- Admiral Sir Charles Madden
- Born: 15 June 1906
- Died: 23 April 2001 (aged 94) Henley-on-Thames, Oxfordshire
- Allegiance: United Kingdom
- Branch: Royal Navy
- Service years: 1920–1965
- Rank: Admiral
- Commands: Allied Commander-in-Chief Eastern Atlantic Home Fleet Commander-in-Chief, Plymouth Flag Officer Malta Chief of Naval Staff of the RNZN 6th Destroyer Flotilla HMS Battleaxe HMS Emperor
- Conflicts: Arab revolt in Palestine Second World War Battle of Calabria; Battle of Taranto; Battle of Cape Matapan; Battle of Crete; Burma Campaign; Cold War
- Awards: Knight Grand Cross of the Order of the Bath Mentioned in Despatches (2)

= Sir Charles Madden, 2nd Baronet =

Royal Navy Admiral (1906-2001)

Admiral Sir Charles Edward Madden, 2nd Baronet, GCB (15 June 1906 – 23 April 2001) followed his father in a career with the Royal Navy that culminated in his serving as the Commander-in-Chief of the Home Fleet from 1963 to 1965.

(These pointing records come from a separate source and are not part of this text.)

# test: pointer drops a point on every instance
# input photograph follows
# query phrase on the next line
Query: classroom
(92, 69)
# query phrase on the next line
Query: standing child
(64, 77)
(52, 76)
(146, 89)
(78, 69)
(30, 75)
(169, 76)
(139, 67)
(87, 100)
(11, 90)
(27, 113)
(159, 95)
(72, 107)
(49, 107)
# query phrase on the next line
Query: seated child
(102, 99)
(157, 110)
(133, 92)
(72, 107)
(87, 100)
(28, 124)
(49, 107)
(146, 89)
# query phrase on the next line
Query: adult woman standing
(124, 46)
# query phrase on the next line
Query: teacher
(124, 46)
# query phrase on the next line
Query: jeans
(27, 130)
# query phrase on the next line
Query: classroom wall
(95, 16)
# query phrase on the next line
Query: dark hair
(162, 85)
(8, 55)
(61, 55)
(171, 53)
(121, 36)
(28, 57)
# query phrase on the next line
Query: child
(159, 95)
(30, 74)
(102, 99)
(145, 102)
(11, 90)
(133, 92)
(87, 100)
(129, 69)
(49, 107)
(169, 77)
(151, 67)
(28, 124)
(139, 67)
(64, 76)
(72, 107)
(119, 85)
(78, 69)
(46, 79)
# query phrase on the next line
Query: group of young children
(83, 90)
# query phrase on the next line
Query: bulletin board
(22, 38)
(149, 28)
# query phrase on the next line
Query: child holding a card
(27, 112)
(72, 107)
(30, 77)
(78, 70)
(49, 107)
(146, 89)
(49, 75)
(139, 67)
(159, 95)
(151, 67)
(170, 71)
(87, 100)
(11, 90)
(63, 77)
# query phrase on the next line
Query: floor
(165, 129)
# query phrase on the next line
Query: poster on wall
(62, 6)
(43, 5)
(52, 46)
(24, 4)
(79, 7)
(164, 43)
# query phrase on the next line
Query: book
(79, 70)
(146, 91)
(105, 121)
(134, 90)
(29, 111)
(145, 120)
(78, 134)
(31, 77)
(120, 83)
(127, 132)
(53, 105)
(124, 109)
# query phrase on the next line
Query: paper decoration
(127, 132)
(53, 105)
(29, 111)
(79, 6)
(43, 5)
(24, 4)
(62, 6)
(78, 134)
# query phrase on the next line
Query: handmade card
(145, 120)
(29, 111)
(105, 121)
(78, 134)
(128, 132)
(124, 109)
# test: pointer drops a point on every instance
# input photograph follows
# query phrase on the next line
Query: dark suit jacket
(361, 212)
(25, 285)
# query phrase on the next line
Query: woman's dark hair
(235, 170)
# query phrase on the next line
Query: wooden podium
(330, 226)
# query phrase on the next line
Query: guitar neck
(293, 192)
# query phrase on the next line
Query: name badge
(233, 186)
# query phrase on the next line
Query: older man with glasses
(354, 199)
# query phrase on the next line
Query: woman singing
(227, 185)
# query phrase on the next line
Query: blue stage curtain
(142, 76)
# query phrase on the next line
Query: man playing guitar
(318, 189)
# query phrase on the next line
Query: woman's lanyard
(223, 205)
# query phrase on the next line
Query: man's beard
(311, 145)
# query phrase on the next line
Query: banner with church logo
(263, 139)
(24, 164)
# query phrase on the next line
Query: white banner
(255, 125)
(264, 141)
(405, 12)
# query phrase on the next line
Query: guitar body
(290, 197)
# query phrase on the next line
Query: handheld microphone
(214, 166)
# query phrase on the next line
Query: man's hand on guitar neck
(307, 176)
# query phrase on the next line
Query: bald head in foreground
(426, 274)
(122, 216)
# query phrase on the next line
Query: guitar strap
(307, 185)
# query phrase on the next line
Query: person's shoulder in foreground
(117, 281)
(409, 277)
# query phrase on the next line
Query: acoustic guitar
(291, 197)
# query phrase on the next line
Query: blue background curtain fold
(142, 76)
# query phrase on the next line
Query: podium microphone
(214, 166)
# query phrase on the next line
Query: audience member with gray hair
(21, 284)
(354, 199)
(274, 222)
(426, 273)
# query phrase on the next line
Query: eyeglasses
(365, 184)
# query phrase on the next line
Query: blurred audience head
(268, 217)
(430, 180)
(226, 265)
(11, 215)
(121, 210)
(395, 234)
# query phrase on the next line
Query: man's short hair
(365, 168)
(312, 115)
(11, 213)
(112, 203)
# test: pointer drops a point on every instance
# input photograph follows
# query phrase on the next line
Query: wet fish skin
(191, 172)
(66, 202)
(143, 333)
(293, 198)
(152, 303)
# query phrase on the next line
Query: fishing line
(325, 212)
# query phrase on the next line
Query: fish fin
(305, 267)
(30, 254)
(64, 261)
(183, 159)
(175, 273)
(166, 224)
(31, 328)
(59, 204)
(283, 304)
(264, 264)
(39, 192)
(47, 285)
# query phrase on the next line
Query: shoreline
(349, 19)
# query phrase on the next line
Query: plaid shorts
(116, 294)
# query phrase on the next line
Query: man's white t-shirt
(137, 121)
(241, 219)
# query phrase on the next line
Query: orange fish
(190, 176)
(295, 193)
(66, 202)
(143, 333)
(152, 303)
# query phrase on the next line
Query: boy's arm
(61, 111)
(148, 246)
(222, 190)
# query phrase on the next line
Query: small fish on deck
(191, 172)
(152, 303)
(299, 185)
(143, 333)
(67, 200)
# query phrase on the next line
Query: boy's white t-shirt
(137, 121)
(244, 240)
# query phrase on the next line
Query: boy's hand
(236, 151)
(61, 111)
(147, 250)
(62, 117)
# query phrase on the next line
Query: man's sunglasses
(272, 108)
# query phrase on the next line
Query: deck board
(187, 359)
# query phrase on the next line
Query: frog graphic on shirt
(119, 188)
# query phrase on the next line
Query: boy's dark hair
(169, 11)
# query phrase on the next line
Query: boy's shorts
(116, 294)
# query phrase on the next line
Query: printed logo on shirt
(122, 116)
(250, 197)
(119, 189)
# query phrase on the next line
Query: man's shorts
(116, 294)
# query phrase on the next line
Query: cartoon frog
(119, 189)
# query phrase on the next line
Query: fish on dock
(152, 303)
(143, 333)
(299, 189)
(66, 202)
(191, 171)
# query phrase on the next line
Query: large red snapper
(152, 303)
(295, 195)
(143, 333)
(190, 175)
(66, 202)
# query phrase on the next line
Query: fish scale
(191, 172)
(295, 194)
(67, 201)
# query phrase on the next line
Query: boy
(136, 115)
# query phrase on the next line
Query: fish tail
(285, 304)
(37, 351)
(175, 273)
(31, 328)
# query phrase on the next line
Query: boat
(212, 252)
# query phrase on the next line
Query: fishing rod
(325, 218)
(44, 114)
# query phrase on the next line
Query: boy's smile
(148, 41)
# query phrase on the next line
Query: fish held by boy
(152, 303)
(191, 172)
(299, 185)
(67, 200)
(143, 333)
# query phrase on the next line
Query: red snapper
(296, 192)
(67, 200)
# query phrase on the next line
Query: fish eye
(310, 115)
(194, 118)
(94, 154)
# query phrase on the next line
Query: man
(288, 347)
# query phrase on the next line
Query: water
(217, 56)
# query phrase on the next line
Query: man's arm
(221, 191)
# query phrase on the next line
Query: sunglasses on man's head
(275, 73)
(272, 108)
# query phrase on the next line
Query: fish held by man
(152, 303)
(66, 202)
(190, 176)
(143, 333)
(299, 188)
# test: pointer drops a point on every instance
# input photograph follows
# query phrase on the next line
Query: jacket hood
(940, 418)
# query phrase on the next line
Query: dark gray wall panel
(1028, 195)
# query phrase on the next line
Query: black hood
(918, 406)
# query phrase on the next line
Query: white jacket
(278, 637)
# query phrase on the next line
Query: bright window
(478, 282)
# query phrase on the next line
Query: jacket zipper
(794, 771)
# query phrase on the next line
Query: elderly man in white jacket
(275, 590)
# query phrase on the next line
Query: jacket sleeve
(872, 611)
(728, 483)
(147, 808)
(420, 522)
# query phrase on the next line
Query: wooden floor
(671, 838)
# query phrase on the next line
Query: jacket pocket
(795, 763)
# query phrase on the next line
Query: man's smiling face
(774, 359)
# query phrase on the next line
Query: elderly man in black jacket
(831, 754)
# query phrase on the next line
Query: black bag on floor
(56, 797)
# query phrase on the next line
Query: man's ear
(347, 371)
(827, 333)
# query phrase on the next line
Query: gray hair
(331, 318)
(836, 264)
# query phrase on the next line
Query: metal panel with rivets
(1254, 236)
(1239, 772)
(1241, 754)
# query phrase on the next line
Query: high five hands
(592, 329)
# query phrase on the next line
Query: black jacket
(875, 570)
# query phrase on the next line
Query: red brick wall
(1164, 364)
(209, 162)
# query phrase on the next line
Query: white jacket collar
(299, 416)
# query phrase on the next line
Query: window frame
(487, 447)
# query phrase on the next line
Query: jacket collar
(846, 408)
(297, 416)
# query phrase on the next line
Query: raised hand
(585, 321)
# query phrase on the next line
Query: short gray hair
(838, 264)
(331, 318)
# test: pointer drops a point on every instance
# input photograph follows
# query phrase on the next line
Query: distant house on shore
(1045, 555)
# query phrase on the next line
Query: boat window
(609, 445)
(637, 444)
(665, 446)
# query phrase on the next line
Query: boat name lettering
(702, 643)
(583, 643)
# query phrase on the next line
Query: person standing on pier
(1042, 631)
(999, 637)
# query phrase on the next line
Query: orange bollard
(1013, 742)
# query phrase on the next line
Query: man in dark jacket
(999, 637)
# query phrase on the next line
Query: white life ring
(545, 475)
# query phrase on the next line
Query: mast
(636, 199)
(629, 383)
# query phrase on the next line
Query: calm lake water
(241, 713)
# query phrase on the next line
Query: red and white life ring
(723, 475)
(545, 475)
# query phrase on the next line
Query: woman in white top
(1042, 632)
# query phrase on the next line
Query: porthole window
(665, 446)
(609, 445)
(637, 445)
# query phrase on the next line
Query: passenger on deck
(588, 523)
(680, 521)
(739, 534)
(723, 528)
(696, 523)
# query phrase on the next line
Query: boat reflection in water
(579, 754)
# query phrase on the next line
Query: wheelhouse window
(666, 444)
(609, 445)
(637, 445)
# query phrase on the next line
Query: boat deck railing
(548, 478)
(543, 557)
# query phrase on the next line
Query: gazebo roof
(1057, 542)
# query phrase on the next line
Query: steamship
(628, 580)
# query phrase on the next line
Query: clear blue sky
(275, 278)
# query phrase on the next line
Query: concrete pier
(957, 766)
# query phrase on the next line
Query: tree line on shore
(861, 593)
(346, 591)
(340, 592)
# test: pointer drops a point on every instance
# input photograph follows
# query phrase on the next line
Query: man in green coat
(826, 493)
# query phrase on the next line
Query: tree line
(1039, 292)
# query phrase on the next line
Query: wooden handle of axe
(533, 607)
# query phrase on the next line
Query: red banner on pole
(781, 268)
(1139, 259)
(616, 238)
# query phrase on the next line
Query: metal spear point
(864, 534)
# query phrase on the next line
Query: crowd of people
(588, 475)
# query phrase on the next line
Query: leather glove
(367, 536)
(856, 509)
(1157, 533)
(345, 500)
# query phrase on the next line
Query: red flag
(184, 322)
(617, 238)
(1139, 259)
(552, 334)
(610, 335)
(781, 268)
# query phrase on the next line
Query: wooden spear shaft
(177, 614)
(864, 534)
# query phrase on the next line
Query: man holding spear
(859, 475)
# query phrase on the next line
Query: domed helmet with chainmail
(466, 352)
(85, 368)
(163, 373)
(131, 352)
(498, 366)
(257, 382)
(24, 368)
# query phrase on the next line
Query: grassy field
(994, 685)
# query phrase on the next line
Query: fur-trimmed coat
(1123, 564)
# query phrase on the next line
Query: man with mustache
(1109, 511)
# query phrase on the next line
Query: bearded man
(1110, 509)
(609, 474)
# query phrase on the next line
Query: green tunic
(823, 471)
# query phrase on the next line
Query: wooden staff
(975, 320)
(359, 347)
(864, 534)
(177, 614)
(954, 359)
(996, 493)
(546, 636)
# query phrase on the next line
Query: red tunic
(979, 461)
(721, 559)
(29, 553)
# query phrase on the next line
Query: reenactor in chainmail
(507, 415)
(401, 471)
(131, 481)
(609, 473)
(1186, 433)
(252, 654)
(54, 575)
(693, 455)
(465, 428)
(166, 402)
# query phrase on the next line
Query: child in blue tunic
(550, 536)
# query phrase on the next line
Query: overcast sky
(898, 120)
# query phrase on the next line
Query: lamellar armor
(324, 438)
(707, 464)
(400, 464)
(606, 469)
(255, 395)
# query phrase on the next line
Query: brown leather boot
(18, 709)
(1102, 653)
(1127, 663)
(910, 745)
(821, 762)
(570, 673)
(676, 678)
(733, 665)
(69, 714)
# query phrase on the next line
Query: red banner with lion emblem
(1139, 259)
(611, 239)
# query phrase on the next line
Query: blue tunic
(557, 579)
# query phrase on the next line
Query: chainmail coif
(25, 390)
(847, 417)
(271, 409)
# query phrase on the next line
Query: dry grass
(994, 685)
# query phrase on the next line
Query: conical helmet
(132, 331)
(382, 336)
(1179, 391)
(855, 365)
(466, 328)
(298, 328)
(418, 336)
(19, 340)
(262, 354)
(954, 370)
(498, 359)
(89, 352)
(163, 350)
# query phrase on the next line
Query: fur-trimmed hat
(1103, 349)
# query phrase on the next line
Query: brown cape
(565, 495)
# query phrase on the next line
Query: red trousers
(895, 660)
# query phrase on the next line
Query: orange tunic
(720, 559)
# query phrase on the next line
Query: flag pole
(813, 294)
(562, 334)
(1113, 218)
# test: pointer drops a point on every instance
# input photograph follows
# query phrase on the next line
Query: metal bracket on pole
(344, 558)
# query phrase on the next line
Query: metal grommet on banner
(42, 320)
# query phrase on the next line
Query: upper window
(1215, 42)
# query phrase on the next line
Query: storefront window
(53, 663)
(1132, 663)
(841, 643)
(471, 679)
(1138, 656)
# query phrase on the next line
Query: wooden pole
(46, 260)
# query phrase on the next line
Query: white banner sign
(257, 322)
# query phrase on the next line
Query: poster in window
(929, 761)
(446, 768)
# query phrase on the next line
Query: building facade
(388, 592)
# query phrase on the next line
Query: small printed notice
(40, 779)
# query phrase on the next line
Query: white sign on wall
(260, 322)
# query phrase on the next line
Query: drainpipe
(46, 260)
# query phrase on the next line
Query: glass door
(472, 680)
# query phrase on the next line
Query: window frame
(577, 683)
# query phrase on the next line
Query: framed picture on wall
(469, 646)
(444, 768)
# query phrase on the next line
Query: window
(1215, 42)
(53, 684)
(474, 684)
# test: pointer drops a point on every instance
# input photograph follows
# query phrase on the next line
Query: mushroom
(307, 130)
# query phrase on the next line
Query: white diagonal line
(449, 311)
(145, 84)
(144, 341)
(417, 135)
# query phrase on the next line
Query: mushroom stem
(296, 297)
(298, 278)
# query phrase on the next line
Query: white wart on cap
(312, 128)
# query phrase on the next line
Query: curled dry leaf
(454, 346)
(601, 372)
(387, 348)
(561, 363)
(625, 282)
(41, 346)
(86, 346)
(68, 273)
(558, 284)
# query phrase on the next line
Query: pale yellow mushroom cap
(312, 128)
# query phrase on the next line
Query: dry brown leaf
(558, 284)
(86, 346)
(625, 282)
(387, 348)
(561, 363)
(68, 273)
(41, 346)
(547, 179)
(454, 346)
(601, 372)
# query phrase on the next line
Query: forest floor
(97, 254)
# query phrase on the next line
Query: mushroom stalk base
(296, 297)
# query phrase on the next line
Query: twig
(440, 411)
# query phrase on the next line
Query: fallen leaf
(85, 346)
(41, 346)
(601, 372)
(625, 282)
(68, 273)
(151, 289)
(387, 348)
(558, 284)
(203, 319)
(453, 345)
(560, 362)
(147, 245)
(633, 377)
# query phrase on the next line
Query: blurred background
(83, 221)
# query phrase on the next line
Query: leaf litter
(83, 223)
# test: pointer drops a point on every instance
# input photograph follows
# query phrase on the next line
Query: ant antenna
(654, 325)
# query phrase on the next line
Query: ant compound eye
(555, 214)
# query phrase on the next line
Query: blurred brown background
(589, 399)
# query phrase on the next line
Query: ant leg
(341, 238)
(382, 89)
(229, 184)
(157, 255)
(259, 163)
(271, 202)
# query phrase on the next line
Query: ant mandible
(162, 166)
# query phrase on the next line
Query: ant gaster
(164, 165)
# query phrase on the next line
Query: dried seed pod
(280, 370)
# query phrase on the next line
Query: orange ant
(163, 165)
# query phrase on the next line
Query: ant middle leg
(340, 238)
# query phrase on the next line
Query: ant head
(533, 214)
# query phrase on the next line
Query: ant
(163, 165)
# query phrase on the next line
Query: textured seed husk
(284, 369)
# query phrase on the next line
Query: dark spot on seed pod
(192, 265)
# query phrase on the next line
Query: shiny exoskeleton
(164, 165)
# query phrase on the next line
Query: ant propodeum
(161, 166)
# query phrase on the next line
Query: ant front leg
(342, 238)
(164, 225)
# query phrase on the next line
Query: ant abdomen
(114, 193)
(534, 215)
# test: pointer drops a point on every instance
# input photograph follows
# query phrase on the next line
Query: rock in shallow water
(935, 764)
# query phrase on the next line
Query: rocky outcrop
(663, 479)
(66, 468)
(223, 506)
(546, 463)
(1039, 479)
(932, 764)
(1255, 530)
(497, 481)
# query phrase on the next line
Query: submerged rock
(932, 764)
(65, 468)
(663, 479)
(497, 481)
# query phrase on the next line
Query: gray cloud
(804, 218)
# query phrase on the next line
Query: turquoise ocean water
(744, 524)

A recognized expert in gunnery, Madden helped in the introduction of radar into the Royal Navy. He participated in the Battle of Calabria, the Battle of Taranto, the Battle of Cape Matapan, and the Battle of Crete during the Second World War. Following the war, Madden introduced the General List for officers which abolished many of the distinctions between the executive and other branches within the Royal Navy. He also served as the Chief of Naval Staff of the Royal New Zealand Navy.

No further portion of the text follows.